Gemini-tts in Python seems to revert to v1 after a while? "400 Prompt is only supported for Gemini TTS"

I just ran the example code from the document (https://docs.cloud.google.com/text-to-speech/docs/gemini-tts#perform_synchronous_single-speaker_synthesis), and it was fine a couple minutes ago. Then when I installed some other audio processing pip packages and ran the code again, it gave me this 400 error, and I noticed that the exception stacks somehow tracked back to `texttospeech_v1` package.
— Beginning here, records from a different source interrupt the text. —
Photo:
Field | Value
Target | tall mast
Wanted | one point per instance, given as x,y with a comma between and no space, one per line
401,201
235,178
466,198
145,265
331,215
I checked my text-to-speech API quota and nothing is exceeded.


The above exception was the direct cause of the following exception:

Traceback (most recent call last):

File "generate\_audio.py", line 73, in <module>

synthesize\_freeform(prompt\_str, words, speaker\_name, output\_filepath=output\_path\_root+speaker\_name+"/")

\~\~\~\~\~\~\~\~\~\~\~\~\~\~\~\~\~\~\~\^\^\^\^\^\^\^\^\^\^\^\^\^\^\^\^\^\^\^\^\^\^\^\^\^\^\^\^\^\^\^\^\^\^\^\^\^\^\^\^\^\^\^\^\^\^\^\^\^\^\^\^\^\^\^\^\^\^\^\^\^\^\^\^\^\^\^\^\^\^\^\^\^\^\^\^\^\^\^\^\^\^\^\^

File "generate\_audio.py", line 44, in synthesize\_freeform

response = client.synthesize\_speech(

input=synthesis\_input, voice=voice, audio\_config=audio\_config

)

File "$HOME$/miniconda3/lib/python3.13/site-packages/google/cloud/texttospeech\_v1/services/text\_to\_speech/client.py", line 946, in synthesize\_speech

response = rpc(

request,

...<2 lines>...

metadata=metadata,

)

File "$HOME$/miniconda3/lib/python3.13/site-packages/google/api\_core/gapic\_v1/method.py", line 131, in \_\_call\_\_

return wrapped\_func(\*args, \*\*kwargs)

File "$HOME$/miniconda3/lib/python3.13/site-packages/google/api\_core/grpc\_helpers.py", line 77, in error\_remapped\_callable

raise exceptions.from\_grpc\_error(exc) from exc

google.api\_core.exceptions.InvalidArgument: 400 Prompt is only supported for Gemini TTS.  
  • Python version: 3.13
  • google-cloud-texttospeech version: 2.33.0
  • Location: Canada

Nevermind, I just listened to the previously generated audio clips and discovered that each time the generation from the same speaker actually sounds very different. I’m trying to generate sounds for a cognitive study and the voice qualities and speaking styles are not consistent for the same speaker, so this will not do. You need some language scientists to join your team.